We had published a schedule of the games we would be covering and this schedule contained several more girls games. However the girls games had to be removed due to rules within their league that prohibited videotaping of games. Yes, it was 2011 and there were still rules that prevented anyone from possibly videotaping and sharing footage for scouting purposes. We first got wind of this rule when I received a call from the AD at one of the girls schools that we were set to cover. She wanted to know who we were, why are were doing it and had we gotten permission. My answer to all three questions was, “Nope” and that we basically just showed up at games and no one questioned us (except the public school AD’s). She wanted me to fill some forms and that I would have to do this for every game that we wanted to do. In the words of Sweet Brown, “Ain’t nobody got time for that!” And that’s pretty much why we haven’t covered too many of the girls games. Again, too many hoops to jump through. Now we have done a few games, usually a McDonogh game because Coach Robinson and their AD are super easy to work with. I believe it was later that year we covered the McDonogh/St Anthony’s game and St Anthony’s from Long Island was ranked #2 behind McDonogh. I did contact the St Anthony’s coach and they were so excited and supportive, they even sent rosters and where their players were going. It was a Saturday morning game and I recall the sun affecting our ability to see the St Anthony uniform numbers. Booker was calling the game solo and really struggled to identify the St Anthony players. He called a great game but we got ripped in the forums (probably by some of the St Anthony parents) because we were very “one-sided” in our calls. It was not intentional, we couldn’t see their numbers.
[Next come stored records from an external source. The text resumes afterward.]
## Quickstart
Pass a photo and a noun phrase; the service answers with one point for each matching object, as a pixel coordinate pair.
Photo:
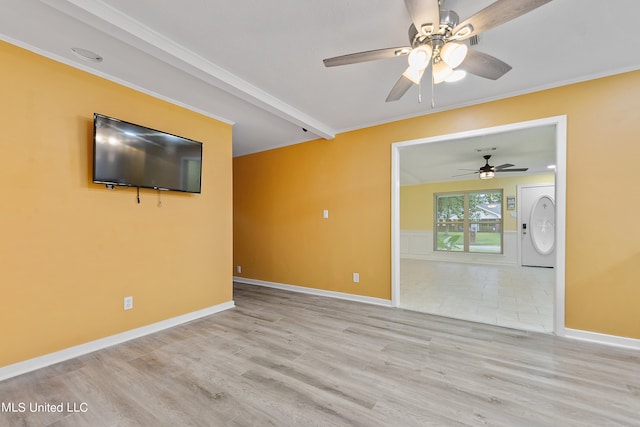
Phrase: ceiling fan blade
(370, 55)
(399, 89)
(513, 170)
(506, 165)
(484, 65)
(494, 15)
(424, 12)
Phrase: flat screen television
(137, 156)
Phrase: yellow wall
(416, 201)
(71, 250)
(280, 236)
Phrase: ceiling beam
(121, 26)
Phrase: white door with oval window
(537, 225)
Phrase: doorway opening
(412, 246)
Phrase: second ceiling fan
(487, 171)
(437, 39)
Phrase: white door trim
(560, 123)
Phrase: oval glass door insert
(543, 225)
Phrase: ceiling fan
(487, 171)
(437, 38)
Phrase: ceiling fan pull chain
(433, 99)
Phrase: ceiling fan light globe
(454, 53)
(441, 72)
(456, 76)
(487, 174)
(420, 57)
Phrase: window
(469, 221)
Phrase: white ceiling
(457, 159)
(258, 64)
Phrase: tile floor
(510, 296)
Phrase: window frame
(466, 221)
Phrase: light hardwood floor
(287, 359)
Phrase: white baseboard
(82, 349)
(599, 338)
(313, 291)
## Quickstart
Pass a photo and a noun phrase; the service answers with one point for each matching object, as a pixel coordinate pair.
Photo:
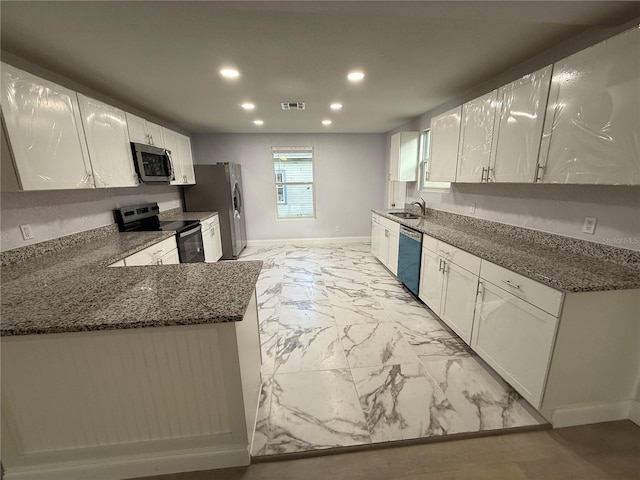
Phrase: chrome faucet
(422, 205)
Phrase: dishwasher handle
(412, 234)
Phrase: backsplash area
(556, 209)
(55, 214)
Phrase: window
(423, 169)
(293, 175)
(280, 191)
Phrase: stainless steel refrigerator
(219, 188)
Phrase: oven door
(190, 246)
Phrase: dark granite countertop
(178, 215)
(558, 268)
(73, 290)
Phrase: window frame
(284, 183)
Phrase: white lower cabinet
(375, 239)
(515, 338)
(448, 288)
(385, 240)
(211, 239)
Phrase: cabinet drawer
(543, 297)
(393, 227)
(452, 254)
(151, 255)
(210, 222)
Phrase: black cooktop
(144, 218)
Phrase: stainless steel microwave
(152, 164)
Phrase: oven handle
(190, 232)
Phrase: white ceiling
(163, 57)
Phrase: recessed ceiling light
(229, 73)
(355, 76)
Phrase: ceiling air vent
(292, 105)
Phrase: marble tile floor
(351, 358)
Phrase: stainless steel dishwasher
(409, 255)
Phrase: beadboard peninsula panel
(67, 392)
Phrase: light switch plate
(27, 231)
(589, 225)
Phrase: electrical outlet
(27, 232)
(589, 225)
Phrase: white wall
(349, 180)
(54, 214)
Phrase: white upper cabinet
(443, 154)
(171, 143)
(142, 131)
(105, 129)
(593, 118)
(187, 175)
(45, 132)
(180, 147)
(476, 137)
(518, 132)
(403, 157)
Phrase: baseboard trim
(140, 466)
(593, 413)
(307, 241)
(634, 412)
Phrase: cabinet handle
(511, 284)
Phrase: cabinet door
(217, 242)
(593, 119)
(8, 176)
(431, 280)
(443, 153)
(44, 127)
(171, 143)
(394, 157)
(207, 243)
(186, 160)
(476, 133)
(383, 245)
(392, 256)
(137, 129)
(519, 128)
(459, 300)
(515, 338)
(105, 128)
(375, 238)
(155, 134)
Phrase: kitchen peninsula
(123, 372)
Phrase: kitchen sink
(405, 215)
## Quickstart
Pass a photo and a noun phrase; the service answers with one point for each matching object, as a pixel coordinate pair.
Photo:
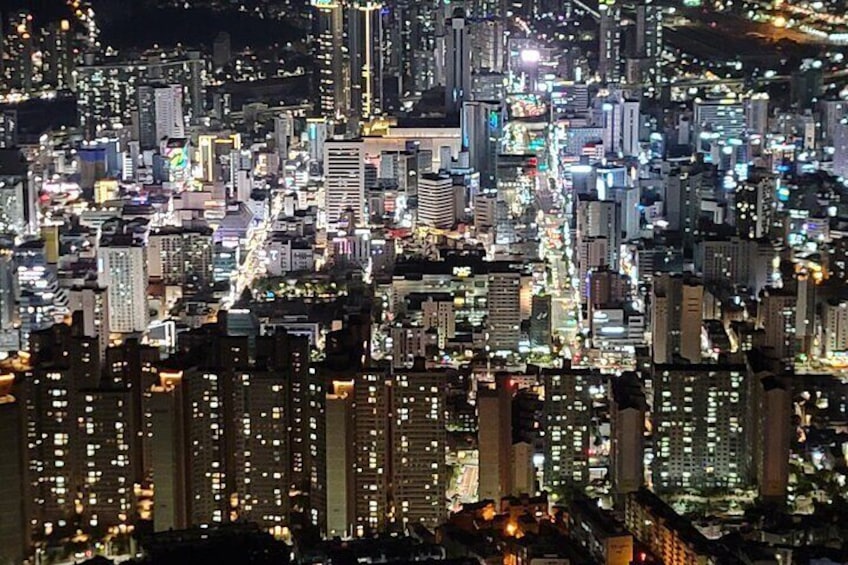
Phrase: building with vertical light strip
(365, 35)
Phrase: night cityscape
(448, 282)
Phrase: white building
(504, 321)
(436, 201)
(122, 269)
(344, 179)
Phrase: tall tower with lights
(331, 78)
(364, 34)
(609, 39)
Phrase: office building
(18, 214)
(482, 128)
(436, 205)
(340, 455)
(457, 60)
(609, 40)
(344, 180)
(676, 318)
(365, 38)
(14, 537)
(494, 440)
(503, 325)
(771, 416)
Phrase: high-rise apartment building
(333, 91)
(700, 423)
(771, 414)
(457, 60)
(181, 257)
(627, 429)
(365, 37)
(107, 92)
(609, 40)
(14, 537)
(568, 426)
(494, 441)
(419, 447)
(340, 455)
(122, 269)
(18, 213)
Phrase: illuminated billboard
(177, 162)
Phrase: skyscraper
(457, 60)
(482, 128)
(676, 316)
(609, 40)
(344, 179)
(365, 36)
(419, 440)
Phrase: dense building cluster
(537, 283)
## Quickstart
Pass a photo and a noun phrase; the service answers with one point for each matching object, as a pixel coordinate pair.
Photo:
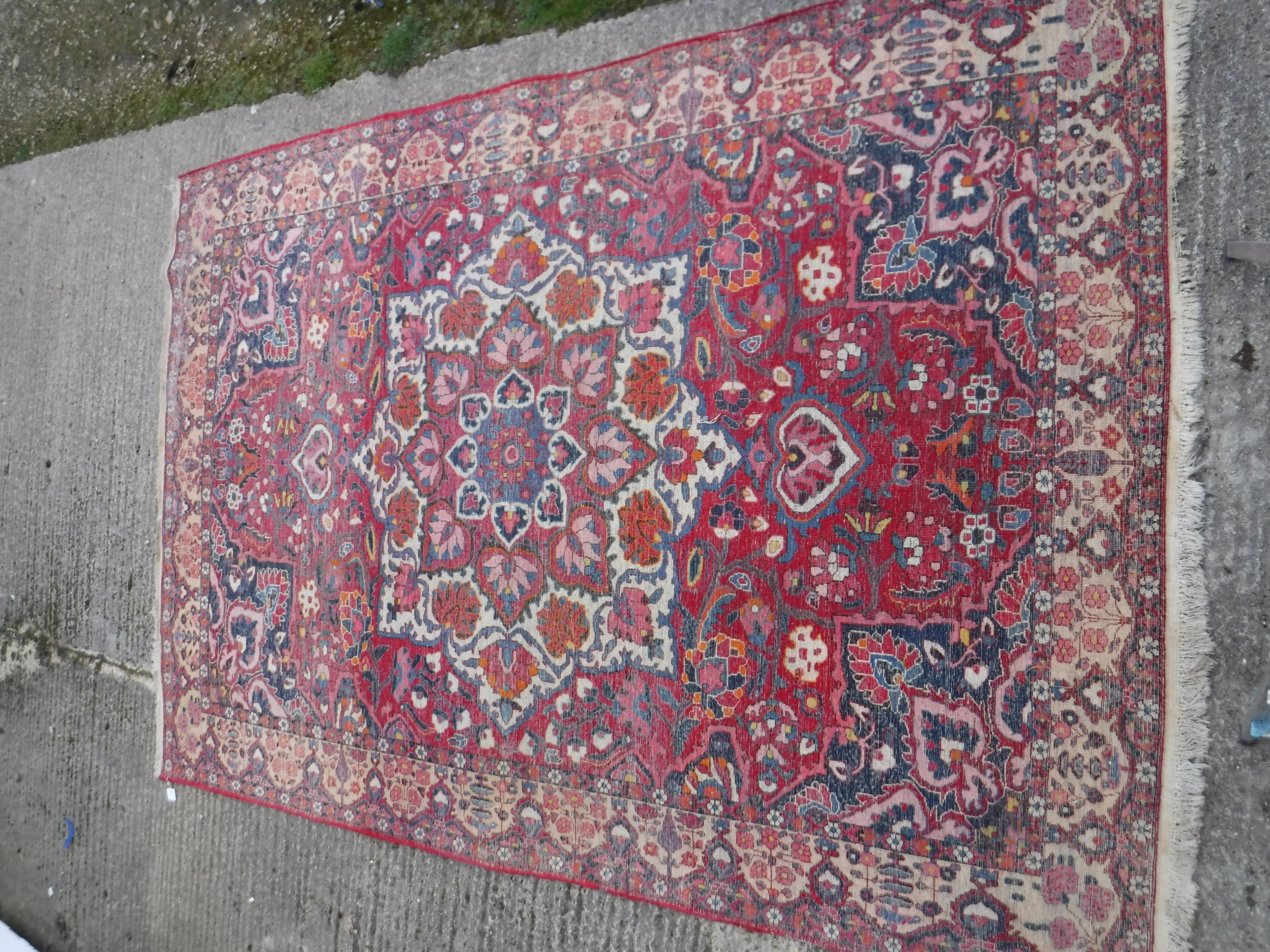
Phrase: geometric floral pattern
(731, 478)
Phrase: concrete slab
(84, 242)
(1226, 196)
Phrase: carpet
(750, 478)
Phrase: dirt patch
(84, 70)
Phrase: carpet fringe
(1188, 644)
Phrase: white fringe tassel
(1187, 638)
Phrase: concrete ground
(84, 239)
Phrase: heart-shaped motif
(312, 464)
(552, 506)
(473, 410)
(511, 579)
(578, 553)
(976, 675)
(553, 407)
(464, 456)
(511, 521)
(470, 502)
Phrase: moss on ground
(98, 69)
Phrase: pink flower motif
(586, 366)
(406, 589)
(1067, 579)
(1108, 44)
(1065, 613)
(1070, 352)
(1095, 596)
(1097, 903)
(1074, 64)
(1056, 881)
(1062, 934)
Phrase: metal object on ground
(1258, 252)
(1256, 719)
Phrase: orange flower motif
(456, 608)
(641, 526)
(462, 319)
(647, 393)
(572, 299)
(564, 624)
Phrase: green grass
(399, 47)
(298, 47)
(318, 72)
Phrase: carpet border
(1188, 643)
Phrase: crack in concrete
(30, 649)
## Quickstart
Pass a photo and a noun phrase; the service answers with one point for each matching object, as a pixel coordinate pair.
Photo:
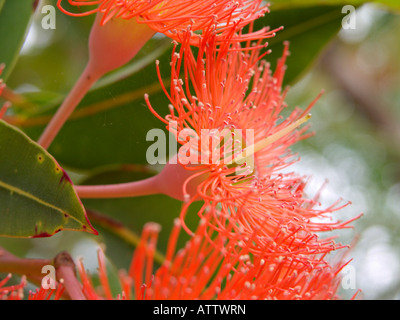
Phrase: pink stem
(145, 187)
Back with the boys game we were really beginning to gather a national audience. We heard that teams would use the Kudda game to scout. Certain coaches, I’m not going to identify them, even had to turn off the sound because their players would mimic all of Booker’s calls. Throughout the league players were replicating all of Booker’s calls during their practices. I believe the coaches also started to see the value of having their games up on the web for all to watch. Initially they may have been uncomfortable with future opponents being able to easily scout them but eventually the coaches liked the fact that we were promoting their league and even more importantly, promoting their kids. I think this understanding laid the foundation for Kudda expanding it’s coverage from 2-4 games a week to covering all of the MIAA games in year 3.
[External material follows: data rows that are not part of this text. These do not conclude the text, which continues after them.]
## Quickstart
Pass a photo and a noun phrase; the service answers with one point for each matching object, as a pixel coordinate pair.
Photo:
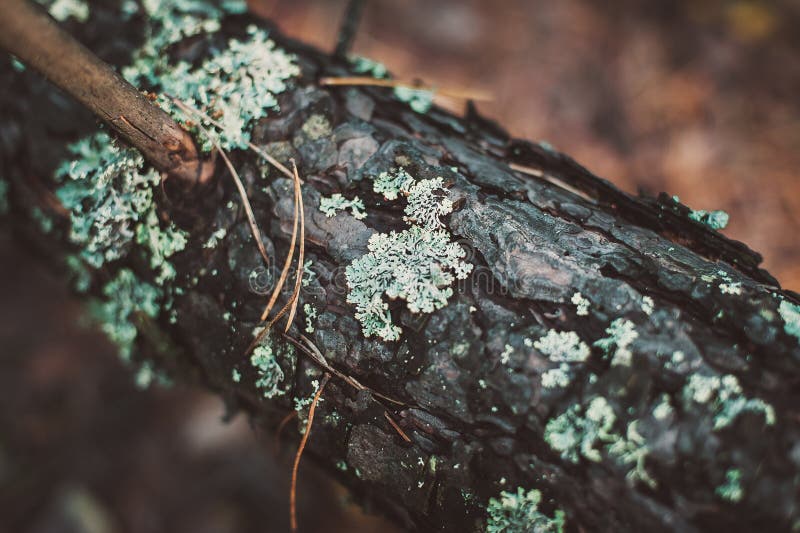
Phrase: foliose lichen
(109, 193)
(62, 10)
(417, 265)
(269, 372)
(420, 100)
(725, 399)
(126, 296)
(715, 220)
(581, 303)
(621, 334)
(586, 432)
(392, 183)
(336, 202)
(562, 347)
(731, 490)
(516, 512)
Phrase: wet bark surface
(467, 379)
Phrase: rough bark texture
(467, 376)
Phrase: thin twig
(462, 94)
(530, 171)
(298, 283)
(303, 441)
(203, 116)
(248, 209)
(349, 27)
(289, 256)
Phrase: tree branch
(33, 37)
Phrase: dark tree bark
(468, 377)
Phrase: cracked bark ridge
(468, 377)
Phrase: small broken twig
(303, 441)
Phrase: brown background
(695, 98)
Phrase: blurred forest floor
(698, 99)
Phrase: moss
(125, 297)
(621, 334)
(790, 313)
(715, 220)
(517, 512)
(581, 303)
(336, 202)
(724, 398)
(363, 65)
(731, 490)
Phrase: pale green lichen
(336, 202)
(420, 100)
(731, 490)
(621, 334)
(311, 315)
(237, 85)
(162, 244)
(417, 265)
(731, 288)
(725, 399)
(663, 410)
(563, 347)
(648, 305)
(392, 183)
(107, 191)
(581, 303)
(125, 297)
(519, 512)
(364, 65)
(427, 202)
(505, 356)
(110, 197)
(215, 238)
(269, 372)
(61, 10)
(715, 220)
(576, 435)
(790, 313)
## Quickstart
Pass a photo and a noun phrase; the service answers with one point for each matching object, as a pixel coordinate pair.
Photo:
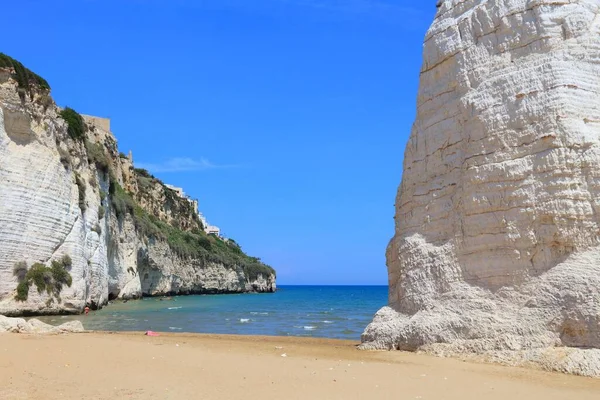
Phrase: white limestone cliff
(496, 249)
(41, 219)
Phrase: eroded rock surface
(126, 233)
(496, 249)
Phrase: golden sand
(184, 366)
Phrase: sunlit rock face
(496, 246)
(56, 201)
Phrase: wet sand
(184, 366)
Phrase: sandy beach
(182, 366)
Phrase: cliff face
(496, 247)
(126, 234)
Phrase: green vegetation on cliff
(24, 77)
(77, 127)
(49, 279)
(187, 244)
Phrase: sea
(337, 312)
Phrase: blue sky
(287, 119)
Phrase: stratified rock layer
(496, 249)
(56, 199)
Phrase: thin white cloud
(181, 164)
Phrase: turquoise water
(340, 312)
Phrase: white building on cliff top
(208, 229)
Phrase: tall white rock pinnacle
(497, 241)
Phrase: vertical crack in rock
(496, 252)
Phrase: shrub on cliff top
(22, 75)
(49, 279)
(77, 126)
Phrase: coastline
(130, 365)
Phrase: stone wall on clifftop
(127, 235)
(496, 247)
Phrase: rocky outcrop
(69, 192)
(496, 249)
(19, 325)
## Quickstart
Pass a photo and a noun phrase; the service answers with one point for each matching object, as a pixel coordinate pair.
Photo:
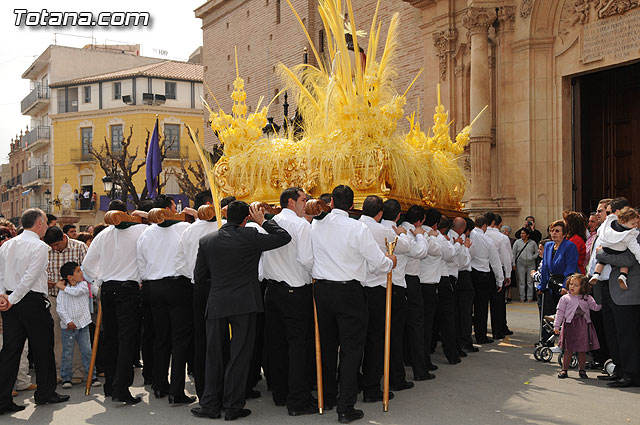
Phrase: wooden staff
(318, 356)
(391, 246)
(94, 351)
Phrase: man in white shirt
(25, 312)
(288, 307)
(111, 264)
(375, 290)
(464, 285)
(171, 303)
(185, 263)
(343, 250)
(498, 302)
(415, 314)
(487, 276)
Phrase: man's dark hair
(481, 220)
(372, 205)
(226, 201)
(390, 209)
(432, 216)
(414, 214)
(164, 201)
(202, 198)
(29, 217)
(117, 205)
(491, 218)
(54, 234)
(326, 198)
(289, 193)
(68, 269)
(342, 197)
(470, 224)
(619, 203)
(147, 205)
(237, 212)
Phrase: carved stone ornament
(606, 8)
(525, 8)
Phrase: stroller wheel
(536, 353)
(546, 354)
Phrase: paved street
(500, 384)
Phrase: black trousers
(289, 327)
(464, 308)
(414, 328)
(29, 318)
(627, 318)
(483, 284)
(430, 300)
(226, 381)
(148, 332)
(498, 311)
(200, 297)
(342, 320)
(120, 321)
(445, 314)
(171, 303)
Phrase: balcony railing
(35, 173)
(39, 93)
(42, 132)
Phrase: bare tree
(121, 165)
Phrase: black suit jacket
(229, 258)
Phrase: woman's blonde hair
(627, 214)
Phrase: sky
(173, 33)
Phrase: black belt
(341, 282)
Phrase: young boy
(75, 317)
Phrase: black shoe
(233, 414)
(201, 412)
(159, 394)
(404, 385)
(354, 415)
(308, 409)
(55, 398)
(622, 383)
(12, 408)
(182, 399)
(376, 397)
(250, 394)
(470, 349)
(130, 400)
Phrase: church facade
(561, 78)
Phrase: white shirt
(381, 232)
(293, 262)
(188, 245)
(484, 255)
(504, 249)
(73, 305)
(419, 250)
(430, 266)
(344, 249)
(23, 266)
(157, 249)
(112, 255)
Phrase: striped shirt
(74, 251)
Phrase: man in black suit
(229, 258)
Booker’s breakout to the national stage came during our last game, the MIAA Quarter-Finals (remember we can’t do the Semi-Finals) between Boys Latin and McDonogh. McDonogh had a 2-3 goal lead going into the 4th quarter but BL slowly came back to tie it. (Quick side note: BL has ended McDonogh season 5 straight times.)  Then, with about 4 minutes left and just after McDonogh had killed off a man-down situation, BL attackman Greg Pike scored. What happened next catapulted Booker into national fame. His call and subsequent use of rap lyrics by Biggie Small gave Booker much needed national recognition. I was on the camera that day and immediately started laughing and Ty’s reaction of, “I don’t know what was more impressive, that goal or your call?” was spot on. We both had gotten used to the Bookerisms but this one was something entirely new.
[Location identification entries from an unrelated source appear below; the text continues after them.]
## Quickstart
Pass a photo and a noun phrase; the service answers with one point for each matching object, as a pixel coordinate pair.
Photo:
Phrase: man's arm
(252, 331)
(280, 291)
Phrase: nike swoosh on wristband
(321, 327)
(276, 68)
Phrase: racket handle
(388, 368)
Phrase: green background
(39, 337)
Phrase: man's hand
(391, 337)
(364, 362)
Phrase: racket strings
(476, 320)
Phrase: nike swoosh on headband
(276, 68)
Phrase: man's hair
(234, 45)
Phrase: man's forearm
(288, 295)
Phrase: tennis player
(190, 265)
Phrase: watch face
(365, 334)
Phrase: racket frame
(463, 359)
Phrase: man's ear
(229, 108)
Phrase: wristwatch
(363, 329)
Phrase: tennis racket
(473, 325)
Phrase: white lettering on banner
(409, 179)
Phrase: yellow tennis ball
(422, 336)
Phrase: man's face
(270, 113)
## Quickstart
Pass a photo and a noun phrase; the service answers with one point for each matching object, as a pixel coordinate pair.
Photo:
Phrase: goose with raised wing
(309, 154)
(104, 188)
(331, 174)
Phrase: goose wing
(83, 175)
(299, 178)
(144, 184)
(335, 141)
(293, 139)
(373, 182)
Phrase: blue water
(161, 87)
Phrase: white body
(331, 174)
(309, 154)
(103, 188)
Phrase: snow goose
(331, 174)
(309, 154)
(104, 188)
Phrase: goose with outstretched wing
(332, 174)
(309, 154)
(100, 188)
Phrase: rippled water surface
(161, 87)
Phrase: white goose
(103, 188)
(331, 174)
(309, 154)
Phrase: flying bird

Booker immediately got on ESPN top plays and every lacrosse site had a video of that call playing. The forums were active discussing the appropriateness of the call. There was so much buzz created that Booker even appeared on some of the ESPN talk shows and radio shows. There were a lot of folks who really liked what he was doing and his style. Unfortunately we also had some folks who harbored some resentment and would write some negative comments on various sites about Booker. Booker, at first, was a bit sensitive about the criticism but eventually realized that when you put yourself out there people are going to find something to be negative about. Can’t make everyone happy and you need to continue to do what you feel is best to promote the league and the kids.